In the spirit of full disclosure, my fondness for mowing is the Zen solitude of the task. (I feel this same way about vacuuming—the sound blocks out everything, so the hum becomes a trance.) And in further full disclosure: it’s all about the outfit. The gear alone is like stepping into someone else’s experience and living out their perspective (think Jodie Foster acting in front of a green screen). The orange lens goggles, the ear protectors, the vest, the boots.

And the labor itself is a reward. Robert Frost said it best in his poem “Mowing.” “The fact is the sweetest dream labor knows.” Oh, who am I kidding? It’s really the outfit. This has been true of my life for 50 years now. Since childhood I have been drawn to anything that required a specific outfit. I loved judo because of the gi. I fell in love with skiing because of the boots. (My first pair were white and even in the off-season I would terrorize my mother’s floors clomping around pretending to be a storm trooper from Star Wars.) I fell in love with motorcycles because of the iconic leather jacket. (A side note: let me say this about that: at 25 I looked quite attractive in that jacket. Now at 50, with a buzz cut and a goatee, I look like a guy from a website that suggests the need for parental control software.)

Twenty-one years ago I celebrated my first Halloween with my partner Pip, and we dressed up as (wait for it…) farmers! I recall that Pip looked more like a handsome cowboy farmer, but I looked more like a John Deere farmer. (I have a big ol’ space between my two front teeth, so that makes me feel I look more ‘rural’—room in my grin for a twig of straw.) Ultimately, it’s the outfit and the equipment that draws me in.
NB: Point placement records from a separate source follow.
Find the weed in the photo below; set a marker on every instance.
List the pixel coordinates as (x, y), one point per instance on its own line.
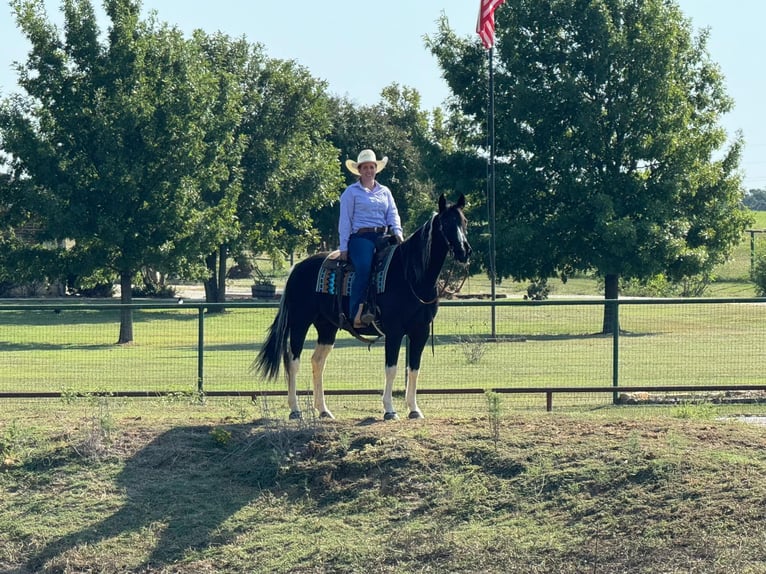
(221, 437)
(694, 411)
(493, 409)
(98, 437)
(473, 348)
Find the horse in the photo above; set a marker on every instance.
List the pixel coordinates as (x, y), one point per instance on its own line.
(407, 306)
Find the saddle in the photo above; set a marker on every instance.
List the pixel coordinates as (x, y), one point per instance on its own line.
(336, 276)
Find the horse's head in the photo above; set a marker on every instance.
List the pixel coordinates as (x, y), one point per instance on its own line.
(454, 228)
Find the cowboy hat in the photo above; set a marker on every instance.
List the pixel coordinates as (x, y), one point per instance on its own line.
(366, 156)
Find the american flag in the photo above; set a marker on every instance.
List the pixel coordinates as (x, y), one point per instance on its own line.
(485, 25)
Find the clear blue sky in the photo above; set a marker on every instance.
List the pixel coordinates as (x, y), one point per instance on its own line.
(360, 47)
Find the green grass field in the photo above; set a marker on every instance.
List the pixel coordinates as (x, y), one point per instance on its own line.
(487, 483)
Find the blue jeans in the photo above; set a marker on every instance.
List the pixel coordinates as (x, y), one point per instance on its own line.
(361, 249)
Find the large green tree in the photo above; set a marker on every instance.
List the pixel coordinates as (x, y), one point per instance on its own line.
(611, 153)
(114, 135)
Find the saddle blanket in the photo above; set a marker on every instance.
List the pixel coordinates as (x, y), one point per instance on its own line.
(336, 276)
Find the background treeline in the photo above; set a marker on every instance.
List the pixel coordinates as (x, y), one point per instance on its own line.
(135, 151)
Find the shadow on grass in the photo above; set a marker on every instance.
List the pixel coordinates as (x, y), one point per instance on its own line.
(178, 490)
(78, 316)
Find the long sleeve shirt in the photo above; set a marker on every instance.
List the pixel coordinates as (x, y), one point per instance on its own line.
(361, 207)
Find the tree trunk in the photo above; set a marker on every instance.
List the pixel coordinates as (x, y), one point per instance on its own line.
(215, 284)
(126, 314)
(611, 291)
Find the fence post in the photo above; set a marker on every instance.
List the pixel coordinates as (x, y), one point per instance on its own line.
(200, 349)
(615, 350)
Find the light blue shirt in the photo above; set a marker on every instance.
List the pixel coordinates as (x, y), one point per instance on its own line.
(362, 207)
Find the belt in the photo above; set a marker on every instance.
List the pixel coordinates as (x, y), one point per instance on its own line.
(372, 229)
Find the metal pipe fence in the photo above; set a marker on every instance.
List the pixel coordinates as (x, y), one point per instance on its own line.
(58, 349)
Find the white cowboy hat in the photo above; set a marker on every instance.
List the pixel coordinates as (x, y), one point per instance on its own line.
(366, 156)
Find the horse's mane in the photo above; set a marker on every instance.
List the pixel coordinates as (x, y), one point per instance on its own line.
(416, 251)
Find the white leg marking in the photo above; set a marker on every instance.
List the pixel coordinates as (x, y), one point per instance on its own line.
(388, 400)
(411, 393)
(292, 394)
(318, 360)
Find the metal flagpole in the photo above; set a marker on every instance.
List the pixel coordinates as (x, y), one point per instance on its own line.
(491, 188)
(485, 27)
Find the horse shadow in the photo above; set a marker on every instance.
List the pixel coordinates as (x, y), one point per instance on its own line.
(179, 489)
On a recent trip to both Home Depot and Agway, I walked up and down aisles of accessories and equipment marveling at the new kinds of rider-mowers, edgers and trimmers but with a healthy avoidance of the chain saw display. (Hollywood has a lot to do with that fear, I think.) There are also so many new kinds of hats each season! Pip made a point to say that I need another hat like a moose needs a hat rack. Yet there I was bringing to the counter at each store a selection of new orange-lens sunglasses, protective grip gloves and a broad brim hat, which looked somewhere between Van Gogh’s straw hat and something you’d see poolside at the Beverly Hills Hotel. Et voila!, this new mowing season’s outfit.

Once at home and astride my rider-mower (I have tried the zero-turn mower, and I felt like I was spinning wildly at a disco—turns out I’m an OLD-school mower rider, thankyouverymuch.), I rode off into the afternoon lulled into my zone by the muffled hum provided by my ear protectors and the world as seen through orange-tinted lenses.